My favourite horror novel, hands down. Yes, a definite terrestrial SF twist but it absolutely flys. Why this has not been made into a movie (and 'B-grade' would be just as much fun) is absolutely beyond me! This is a 21st century scriptwriter's dream.
125 is cool. That is it; that is all. There are so many named characters for no reason. It’s unnecessary to give names to a bunch of characters who die and are forgotten or only brought up 50 pages later to die. This complicated even more by the shitty characters where women are smart or slutty. Men are omniscient players or wimps. The book is broken into large sections and character povs. Each one of these new povs is introduced by a sentence that begins with the new pov character’s name. Great writing. Classic dose of incel insecurity racism. Cronenberg would have cringed.
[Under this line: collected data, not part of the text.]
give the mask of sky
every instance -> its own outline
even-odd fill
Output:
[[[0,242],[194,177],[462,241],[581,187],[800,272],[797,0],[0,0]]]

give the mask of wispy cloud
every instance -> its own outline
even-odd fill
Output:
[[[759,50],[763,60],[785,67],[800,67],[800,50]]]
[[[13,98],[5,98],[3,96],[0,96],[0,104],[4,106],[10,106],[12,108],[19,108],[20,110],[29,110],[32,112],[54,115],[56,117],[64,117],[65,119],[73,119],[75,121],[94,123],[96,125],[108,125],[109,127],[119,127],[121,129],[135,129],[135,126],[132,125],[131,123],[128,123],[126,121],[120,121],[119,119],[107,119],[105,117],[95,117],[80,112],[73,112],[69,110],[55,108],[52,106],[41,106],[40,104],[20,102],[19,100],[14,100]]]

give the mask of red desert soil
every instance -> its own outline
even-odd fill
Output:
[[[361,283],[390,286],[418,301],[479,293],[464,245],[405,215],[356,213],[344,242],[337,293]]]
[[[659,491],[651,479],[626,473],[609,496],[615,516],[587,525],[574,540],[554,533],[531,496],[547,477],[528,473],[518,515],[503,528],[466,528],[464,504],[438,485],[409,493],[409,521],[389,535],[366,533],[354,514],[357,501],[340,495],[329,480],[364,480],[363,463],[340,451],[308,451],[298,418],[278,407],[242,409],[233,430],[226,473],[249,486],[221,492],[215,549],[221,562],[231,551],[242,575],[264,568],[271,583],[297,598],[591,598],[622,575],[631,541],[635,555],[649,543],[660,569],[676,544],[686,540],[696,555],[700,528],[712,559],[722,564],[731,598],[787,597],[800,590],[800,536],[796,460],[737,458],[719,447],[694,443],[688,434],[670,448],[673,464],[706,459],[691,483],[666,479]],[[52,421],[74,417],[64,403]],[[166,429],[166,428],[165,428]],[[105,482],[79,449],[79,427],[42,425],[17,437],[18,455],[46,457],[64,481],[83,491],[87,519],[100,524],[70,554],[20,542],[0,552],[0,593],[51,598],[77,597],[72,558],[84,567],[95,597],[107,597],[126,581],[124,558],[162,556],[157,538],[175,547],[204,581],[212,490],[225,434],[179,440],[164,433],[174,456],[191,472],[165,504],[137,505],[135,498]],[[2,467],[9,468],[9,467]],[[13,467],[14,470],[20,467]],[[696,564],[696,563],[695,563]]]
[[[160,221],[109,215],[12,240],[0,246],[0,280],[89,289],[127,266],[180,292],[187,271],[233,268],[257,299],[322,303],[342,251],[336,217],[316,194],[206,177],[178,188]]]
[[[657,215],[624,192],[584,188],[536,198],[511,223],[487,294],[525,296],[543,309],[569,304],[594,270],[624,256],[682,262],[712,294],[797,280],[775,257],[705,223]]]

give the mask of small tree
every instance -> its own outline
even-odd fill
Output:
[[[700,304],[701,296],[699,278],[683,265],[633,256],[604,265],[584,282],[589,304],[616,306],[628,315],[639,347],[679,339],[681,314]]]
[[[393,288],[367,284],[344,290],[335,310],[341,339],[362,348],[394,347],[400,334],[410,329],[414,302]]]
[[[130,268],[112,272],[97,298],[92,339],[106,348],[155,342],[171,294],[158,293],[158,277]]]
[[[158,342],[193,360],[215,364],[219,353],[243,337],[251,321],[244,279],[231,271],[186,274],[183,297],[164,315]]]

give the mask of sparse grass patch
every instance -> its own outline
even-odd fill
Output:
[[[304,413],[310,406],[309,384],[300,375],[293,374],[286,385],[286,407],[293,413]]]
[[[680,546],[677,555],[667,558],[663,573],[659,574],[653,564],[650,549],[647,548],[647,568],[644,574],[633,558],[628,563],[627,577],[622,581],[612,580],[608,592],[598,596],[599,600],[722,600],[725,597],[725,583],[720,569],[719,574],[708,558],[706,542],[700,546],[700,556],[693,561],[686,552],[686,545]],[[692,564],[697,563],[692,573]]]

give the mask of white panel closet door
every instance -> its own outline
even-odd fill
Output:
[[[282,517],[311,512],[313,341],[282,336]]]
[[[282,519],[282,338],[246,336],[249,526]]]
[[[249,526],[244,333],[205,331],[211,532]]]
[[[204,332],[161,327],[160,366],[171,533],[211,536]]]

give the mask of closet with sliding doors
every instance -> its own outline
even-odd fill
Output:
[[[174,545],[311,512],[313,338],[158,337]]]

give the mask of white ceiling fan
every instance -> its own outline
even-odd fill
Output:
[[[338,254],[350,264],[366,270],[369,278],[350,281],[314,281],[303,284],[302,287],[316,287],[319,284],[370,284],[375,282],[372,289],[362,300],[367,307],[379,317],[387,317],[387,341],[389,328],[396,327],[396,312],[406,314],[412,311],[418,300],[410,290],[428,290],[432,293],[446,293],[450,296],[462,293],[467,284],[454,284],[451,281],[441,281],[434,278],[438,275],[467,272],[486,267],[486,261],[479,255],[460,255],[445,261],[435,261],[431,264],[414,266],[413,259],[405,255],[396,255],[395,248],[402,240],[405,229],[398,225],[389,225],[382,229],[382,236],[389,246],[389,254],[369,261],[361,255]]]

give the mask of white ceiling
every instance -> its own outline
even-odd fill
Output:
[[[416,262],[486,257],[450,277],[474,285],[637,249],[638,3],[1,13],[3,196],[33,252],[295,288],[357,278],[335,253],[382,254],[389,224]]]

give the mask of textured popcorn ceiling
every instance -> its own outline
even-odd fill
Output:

Wow, just wow! This is probably the nearest thing you get in written format to B-movie video nasties. And that is why it is so hard to put down. Black humour, gore, horror and scifi all bundled into this relatively thin paper back. You can burn through it in an evening... But it is one you go back to from time to time. Not the best writing but is so much fun. A great way to fill an evening and not something you forget easily.
This was such a fun read and had everything you could want from a B-grade horror: - Laugh-out-loud funny - Intense gore - Ridiculous one-liners - Unnecessary sexual degeneracy
Told from multiple POVs, even a short passage from the POV of an infected rabbit! A little bit slow going in the middle and the plot kind of lost its way a bit but the Epilogue was perfection.